Planned obsolescence can cause company-customer estrangement, brought about by the consumer being continually let down by the product. This in turn causes a reduction in customer loyalty and pushes customers to find a more reliable alternative elsewhere. While the consumer may ultimately have a more satisfactory product experience with a better alternative, the company could fail as a result, especially in industries with a competitive market.
The morality issue occurs when the company has a monopoly on the market, meaning that there are no alternative suppliers from which customers can seek a better product. Although companies have a legal requirement to maximise profits for their shareholders, there should be a moral code that they adhere to, especially in cases of monopoly or oligopoly. Contrary to popular belief, many sources suggest that this process of repurchasing from monopolistic markets actually restrains innovation, essentially causing companies to become lethargic in their approach towards R&D.
Perhaps the most famous case of oligopolistic planned obsolescence was the Phoebus cartel case in the 1920s. Occurring between several major light bulb manufacturers, the lifetime of the product was intentionally reduced by 150%, with fines in place for companies whose products exceeded a lifetime threshold. In this way, the cartel reset the standard to which light bulbs were expected to last. Ultimately this meant that customers were unknowingly worse off with the new substandard products as the lifetimes were brought down insidiously over several years.
A catalyst for growth?
On the flipside, a constant demand for new products to replace the current ones after they have become obsolete promotes design development. With companies competing against each other to offer the most appealing upgrade, products are continually refined to enhance their performance and accumulate an impressive array of innovative features. As well as improving the overall quality of a product, the regular evaluation of designs ensures that products remain up to date with the requirements and limitations of the current society.
Furthermore, it is often inevitable that products will become obsolete at some point. Designs go out of fashion or are no longer compatible with our ever-changing lifestyle. This is particularly relevant in technology, whereby an increasing number of people rely on several apps connected across various devices to maintain an efficient routine. In this rapidly-developing industry, it is difficult to predict which products will still be used 10 years from now and which will become obsolete.
The knowledge that products will not need to last beyond a given time frame can be used to an advantage. It removes the need for having replacement parts available worldwide for repairing many existing products, which would be expensive. Instead, manufacturers stock parts for a specific length of time with the confidence that, by the time the current supply has run out, a new and improved version of the product will have been created.
Encouraging people to purchase new models directly boosts the economy. If consumers purchase one product with a lifetime guarantee, spending reduces, firms collapse, unemployment rises, and insufficient taxes exist to help the unemployed. Consumerism is the backbone of modern society and companies would be doing a disservice to society in making all products futureproof.

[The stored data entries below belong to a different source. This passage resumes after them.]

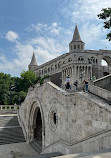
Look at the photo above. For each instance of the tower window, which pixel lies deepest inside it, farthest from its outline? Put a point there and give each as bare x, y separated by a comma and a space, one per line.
71, 47
74, 46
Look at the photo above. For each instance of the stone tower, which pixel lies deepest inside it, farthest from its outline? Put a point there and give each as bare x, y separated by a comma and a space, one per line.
33, 63
76, 43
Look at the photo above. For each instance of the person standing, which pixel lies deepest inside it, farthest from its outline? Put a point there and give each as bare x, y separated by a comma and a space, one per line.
76, 85
68, 83
86, 85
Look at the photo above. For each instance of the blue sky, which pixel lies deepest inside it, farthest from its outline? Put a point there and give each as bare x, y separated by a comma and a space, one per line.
46, 27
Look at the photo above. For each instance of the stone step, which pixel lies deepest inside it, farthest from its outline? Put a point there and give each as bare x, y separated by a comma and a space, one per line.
10, 130
36, 146
8, 121
46, 155
96, 154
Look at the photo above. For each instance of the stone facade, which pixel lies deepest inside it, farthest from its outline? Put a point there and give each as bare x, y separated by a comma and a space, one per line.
78, 63
71, 122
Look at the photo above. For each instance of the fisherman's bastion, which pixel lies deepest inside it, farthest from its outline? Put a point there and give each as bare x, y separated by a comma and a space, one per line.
68, 121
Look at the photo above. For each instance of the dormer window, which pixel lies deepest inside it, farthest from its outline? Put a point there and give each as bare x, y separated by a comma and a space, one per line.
74, 46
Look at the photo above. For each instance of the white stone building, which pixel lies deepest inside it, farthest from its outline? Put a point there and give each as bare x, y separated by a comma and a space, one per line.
78, 63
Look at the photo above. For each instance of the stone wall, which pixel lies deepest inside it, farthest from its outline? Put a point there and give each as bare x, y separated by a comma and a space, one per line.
104, 82
77, 118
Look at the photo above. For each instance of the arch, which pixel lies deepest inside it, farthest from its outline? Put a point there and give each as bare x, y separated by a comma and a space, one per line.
78, 46
36, 114
107, 59
93, 60
80, 58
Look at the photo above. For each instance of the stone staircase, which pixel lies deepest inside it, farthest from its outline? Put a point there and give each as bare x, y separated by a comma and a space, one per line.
36, 146
46, 155
10, 130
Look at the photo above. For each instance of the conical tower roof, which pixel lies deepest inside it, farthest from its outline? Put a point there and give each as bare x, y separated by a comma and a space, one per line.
33, 61
76, 36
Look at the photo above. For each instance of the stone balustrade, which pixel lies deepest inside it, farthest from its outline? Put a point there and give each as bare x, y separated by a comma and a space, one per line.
8, 109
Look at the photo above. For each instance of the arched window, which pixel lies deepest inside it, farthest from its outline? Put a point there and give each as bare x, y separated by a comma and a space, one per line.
59, 64
81, 58
48, 69
52, 68
69, 59
71, 47
92, 59
55, 66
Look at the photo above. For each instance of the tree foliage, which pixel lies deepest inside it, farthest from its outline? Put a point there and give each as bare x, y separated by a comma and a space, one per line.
14, 89
106, 15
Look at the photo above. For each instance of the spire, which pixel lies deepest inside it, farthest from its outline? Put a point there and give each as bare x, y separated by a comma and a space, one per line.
76, 36
33, 61
76, 43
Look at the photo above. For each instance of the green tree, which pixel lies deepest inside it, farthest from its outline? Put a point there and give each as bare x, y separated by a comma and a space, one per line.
106, 15
5, 81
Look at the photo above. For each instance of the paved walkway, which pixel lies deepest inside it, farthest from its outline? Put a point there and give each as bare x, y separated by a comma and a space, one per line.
16, 150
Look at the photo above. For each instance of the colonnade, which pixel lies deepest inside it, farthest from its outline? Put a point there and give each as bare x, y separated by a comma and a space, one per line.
76, 72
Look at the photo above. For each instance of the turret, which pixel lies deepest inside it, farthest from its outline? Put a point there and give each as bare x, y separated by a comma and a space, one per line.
76, 43
33, 63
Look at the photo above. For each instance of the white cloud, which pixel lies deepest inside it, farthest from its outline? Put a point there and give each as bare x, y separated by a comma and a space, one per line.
52, 29
11, 36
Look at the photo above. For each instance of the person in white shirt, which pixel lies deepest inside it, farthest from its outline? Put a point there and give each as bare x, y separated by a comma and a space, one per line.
68, 83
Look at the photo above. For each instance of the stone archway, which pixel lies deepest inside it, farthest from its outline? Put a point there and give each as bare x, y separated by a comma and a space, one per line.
38, 127
36, 124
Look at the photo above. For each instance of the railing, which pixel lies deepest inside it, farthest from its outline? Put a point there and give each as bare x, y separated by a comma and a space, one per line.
103, 93
8, 109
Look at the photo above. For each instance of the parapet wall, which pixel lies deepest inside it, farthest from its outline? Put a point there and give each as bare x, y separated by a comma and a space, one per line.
104, 82
81, 124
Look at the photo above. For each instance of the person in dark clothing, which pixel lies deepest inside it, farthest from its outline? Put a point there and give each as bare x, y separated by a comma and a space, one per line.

Most markets are consumer driven. The current culture is for consumers to own the latest product model and discard current models for newer version. It would be foolish for companies to invest in extending product lifetimes just for premature disposal. A prime example is the men’s razor industry. It used to be a big day when a father bought his son his own ‘straight blade razor’, which was made to last him his whole lifetime. Now that consumers travel so much more, convenience reigns and razors are purchased for a couple pounds each week. For this reason, demanding organisations to increase the lifetime of their products is futile in our current society.
Henry Ford said, “If I had asked people what they wanted, they would have said faster horses”. In agreement with Schumpeter’s theory of creative destruction, regular production of newer models means smaller incremental changes, allowing organisations to invest profits into the development of newer technologies. This opens huge industries, such as the App industry, which is expected to be worth trillions by 2021, employing thousands of people and paying millions of pounds in tax. Innovation drives economic growth and the production of lifelong goods does not foster innovation in a firm.